More than a dozen Florida media outlets have filed a lawsuit against the state’s Gov. Rick Scott for allegedly violating Florida’s Sunshine Law and for destroying records that run counter to open government practices.
The news outlets, including the Tampa Bay Times, want a judge to order the governor and his cabinet to “safeguard all relevant materials” in an open meetings lawsuit, even their aides’ cellphone text messages. The emergency motion filed in Florida state court on Monday also addresses Scott’s public record maintenance history, which includes the “mass deletions” of emails by the now-governor’s transition team in the weeks preceding his inauguration in 2011.
According to the Tamba Bay Times, Scott’s office also has a policy in place allowing employees to destroy any records they consider “transitory” or not subject to the state’s public records law.
“The governor has had what can best be described as a series of unfortunate incidents when it comes to preserving records that he was required by law to preserve,” Andrea Mogenson, the plaintiffs’ attorney, said.

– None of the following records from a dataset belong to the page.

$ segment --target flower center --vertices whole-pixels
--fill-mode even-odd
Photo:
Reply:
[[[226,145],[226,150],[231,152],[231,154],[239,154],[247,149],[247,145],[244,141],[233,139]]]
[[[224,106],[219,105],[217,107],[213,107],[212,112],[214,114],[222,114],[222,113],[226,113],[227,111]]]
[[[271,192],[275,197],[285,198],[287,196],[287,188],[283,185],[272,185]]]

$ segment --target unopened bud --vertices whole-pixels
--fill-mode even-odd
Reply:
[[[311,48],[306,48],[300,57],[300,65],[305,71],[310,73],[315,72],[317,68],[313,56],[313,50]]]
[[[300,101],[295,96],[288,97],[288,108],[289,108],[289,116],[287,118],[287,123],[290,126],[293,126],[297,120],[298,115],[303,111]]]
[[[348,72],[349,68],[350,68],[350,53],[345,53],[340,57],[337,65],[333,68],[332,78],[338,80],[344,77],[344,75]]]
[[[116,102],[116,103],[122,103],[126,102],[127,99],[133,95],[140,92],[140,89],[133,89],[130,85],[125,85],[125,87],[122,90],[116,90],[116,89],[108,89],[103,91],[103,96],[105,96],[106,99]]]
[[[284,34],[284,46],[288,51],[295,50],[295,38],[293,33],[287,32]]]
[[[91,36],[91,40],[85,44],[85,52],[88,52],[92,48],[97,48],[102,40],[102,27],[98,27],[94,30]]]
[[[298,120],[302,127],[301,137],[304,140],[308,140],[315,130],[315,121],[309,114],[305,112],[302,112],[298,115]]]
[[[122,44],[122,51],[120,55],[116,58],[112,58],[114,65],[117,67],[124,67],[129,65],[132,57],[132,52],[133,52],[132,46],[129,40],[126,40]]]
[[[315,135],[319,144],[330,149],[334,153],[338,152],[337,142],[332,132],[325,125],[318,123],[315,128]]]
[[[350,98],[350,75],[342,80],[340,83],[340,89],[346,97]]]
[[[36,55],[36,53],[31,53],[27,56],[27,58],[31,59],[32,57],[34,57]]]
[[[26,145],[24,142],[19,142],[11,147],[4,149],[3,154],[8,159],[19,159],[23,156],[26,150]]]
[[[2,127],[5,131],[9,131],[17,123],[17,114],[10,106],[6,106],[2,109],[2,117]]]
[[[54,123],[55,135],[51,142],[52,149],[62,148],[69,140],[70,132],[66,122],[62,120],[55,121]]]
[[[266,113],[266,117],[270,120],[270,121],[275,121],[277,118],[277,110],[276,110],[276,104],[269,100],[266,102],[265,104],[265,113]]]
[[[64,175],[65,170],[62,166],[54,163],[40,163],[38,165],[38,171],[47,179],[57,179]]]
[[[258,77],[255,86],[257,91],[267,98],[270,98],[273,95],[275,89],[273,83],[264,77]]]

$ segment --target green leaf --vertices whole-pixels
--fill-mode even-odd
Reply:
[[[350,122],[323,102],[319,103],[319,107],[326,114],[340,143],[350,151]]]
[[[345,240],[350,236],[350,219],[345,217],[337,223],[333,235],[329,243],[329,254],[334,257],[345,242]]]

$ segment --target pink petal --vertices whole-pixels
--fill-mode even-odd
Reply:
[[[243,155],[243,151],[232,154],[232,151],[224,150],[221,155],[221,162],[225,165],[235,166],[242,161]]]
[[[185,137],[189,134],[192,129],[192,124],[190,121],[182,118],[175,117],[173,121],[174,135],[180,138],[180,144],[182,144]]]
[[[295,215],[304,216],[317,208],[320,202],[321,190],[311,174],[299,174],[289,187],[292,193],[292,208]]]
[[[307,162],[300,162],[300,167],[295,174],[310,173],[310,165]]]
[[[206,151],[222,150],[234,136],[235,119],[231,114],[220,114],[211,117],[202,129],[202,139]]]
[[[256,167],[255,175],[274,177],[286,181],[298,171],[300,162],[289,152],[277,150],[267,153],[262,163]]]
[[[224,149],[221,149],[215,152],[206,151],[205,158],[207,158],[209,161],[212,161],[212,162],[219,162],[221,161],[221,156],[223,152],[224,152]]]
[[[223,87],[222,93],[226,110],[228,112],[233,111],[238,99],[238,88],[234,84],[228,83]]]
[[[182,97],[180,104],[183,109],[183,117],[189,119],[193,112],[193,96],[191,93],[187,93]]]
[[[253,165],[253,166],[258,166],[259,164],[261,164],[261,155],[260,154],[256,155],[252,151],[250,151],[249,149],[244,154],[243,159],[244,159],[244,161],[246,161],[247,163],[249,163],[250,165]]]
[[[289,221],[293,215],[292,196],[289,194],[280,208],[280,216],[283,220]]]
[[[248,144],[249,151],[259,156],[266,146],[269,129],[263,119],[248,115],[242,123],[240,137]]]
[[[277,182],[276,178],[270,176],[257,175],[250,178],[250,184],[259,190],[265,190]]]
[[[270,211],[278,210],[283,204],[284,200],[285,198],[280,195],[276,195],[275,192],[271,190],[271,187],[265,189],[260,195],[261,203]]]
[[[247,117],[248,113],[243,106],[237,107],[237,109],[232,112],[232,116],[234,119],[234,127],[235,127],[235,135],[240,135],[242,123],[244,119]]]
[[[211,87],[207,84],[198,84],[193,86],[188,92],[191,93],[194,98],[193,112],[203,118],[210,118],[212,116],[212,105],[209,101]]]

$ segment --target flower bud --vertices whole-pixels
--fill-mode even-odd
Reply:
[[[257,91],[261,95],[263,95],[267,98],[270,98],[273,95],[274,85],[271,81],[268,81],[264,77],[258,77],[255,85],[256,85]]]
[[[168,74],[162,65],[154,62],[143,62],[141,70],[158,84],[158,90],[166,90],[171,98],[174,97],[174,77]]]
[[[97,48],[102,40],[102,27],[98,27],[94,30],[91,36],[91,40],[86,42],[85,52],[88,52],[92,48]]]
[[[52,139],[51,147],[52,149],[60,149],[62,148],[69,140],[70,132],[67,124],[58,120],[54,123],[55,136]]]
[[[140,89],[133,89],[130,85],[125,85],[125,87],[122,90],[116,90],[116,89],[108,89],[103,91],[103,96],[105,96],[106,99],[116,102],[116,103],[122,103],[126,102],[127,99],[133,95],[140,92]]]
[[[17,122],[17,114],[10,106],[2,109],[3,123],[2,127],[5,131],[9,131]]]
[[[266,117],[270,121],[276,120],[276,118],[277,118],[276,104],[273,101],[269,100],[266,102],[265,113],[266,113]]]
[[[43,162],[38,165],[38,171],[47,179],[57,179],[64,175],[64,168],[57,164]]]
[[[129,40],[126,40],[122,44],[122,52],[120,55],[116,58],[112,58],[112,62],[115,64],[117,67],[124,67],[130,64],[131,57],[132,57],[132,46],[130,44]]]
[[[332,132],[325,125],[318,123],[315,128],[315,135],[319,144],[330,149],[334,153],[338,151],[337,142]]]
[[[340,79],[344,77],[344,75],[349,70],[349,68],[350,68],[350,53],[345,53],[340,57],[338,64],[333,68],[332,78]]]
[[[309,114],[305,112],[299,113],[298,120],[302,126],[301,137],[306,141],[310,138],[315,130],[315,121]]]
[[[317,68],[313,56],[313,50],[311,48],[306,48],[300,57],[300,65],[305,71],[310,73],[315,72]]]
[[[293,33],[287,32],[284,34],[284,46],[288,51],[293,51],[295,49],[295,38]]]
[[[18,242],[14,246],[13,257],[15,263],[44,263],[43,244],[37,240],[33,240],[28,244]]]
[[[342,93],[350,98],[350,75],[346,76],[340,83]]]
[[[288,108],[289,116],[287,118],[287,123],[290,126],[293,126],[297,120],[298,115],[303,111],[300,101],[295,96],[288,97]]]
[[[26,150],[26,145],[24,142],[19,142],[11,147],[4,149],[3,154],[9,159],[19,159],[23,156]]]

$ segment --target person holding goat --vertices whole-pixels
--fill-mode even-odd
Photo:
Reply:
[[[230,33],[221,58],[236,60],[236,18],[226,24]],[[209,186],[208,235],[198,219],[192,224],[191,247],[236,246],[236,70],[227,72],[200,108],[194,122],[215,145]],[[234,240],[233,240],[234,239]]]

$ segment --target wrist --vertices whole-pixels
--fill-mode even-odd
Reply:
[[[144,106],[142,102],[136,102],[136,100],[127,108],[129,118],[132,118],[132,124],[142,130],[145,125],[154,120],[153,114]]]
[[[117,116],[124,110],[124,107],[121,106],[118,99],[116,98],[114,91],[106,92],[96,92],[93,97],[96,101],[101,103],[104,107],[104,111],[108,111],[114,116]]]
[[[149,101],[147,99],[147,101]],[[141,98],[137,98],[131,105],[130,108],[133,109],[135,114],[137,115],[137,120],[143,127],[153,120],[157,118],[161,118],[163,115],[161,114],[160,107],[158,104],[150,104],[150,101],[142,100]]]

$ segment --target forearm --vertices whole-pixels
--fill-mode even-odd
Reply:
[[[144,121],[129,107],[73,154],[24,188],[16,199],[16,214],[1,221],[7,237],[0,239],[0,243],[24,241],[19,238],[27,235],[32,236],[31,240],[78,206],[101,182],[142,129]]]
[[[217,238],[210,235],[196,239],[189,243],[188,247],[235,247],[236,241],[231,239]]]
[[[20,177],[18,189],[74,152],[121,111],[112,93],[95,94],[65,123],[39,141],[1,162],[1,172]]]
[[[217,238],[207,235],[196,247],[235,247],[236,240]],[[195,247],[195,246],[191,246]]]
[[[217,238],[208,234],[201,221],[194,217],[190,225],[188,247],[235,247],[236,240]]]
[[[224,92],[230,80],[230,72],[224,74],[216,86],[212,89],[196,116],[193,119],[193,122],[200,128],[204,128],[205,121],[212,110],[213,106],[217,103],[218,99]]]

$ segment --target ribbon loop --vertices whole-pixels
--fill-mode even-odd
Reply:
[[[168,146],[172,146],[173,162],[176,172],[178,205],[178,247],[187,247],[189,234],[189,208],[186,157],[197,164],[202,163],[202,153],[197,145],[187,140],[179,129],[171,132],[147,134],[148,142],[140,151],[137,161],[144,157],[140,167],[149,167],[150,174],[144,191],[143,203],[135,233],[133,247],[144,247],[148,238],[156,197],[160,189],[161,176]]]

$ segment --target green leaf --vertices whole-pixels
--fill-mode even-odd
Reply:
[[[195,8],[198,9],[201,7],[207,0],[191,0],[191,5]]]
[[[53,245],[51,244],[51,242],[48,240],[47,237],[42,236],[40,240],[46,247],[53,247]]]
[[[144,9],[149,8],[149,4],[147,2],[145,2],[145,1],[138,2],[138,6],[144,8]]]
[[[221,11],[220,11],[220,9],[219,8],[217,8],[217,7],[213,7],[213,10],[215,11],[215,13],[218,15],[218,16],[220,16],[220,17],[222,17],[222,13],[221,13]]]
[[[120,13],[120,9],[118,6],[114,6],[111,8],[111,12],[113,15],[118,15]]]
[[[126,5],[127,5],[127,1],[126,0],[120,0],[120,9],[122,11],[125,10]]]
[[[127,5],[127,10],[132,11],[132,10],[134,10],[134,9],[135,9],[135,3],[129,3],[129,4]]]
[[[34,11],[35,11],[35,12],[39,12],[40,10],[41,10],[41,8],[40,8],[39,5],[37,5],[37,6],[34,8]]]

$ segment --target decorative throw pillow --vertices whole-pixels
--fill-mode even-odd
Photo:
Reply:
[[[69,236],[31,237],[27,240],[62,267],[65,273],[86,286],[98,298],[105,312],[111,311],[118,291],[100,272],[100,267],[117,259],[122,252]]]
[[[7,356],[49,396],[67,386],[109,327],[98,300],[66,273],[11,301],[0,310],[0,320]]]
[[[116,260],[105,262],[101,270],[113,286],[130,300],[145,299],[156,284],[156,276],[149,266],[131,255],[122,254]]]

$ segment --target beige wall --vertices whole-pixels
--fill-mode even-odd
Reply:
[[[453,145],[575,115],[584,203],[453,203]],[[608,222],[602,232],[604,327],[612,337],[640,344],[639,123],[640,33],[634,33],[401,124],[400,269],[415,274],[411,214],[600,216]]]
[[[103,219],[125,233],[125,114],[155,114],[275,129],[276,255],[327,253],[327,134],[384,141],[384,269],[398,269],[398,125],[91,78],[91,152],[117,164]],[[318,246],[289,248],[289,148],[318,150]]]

The removal of the head of the Florida Department of Law Enforcement, Gerald Bailey, in December, added to the controversy. Bailey’s removal was reportedly never discussed at a public meeting, but was instead dealt with entirely behind closed doors, according to the Tamba Bay Times. Bailey’s department also previously investigated the deletions of the transition-era emails, but ruled that the deletion of the messages were “not as a result of any malicious or criminal intent.”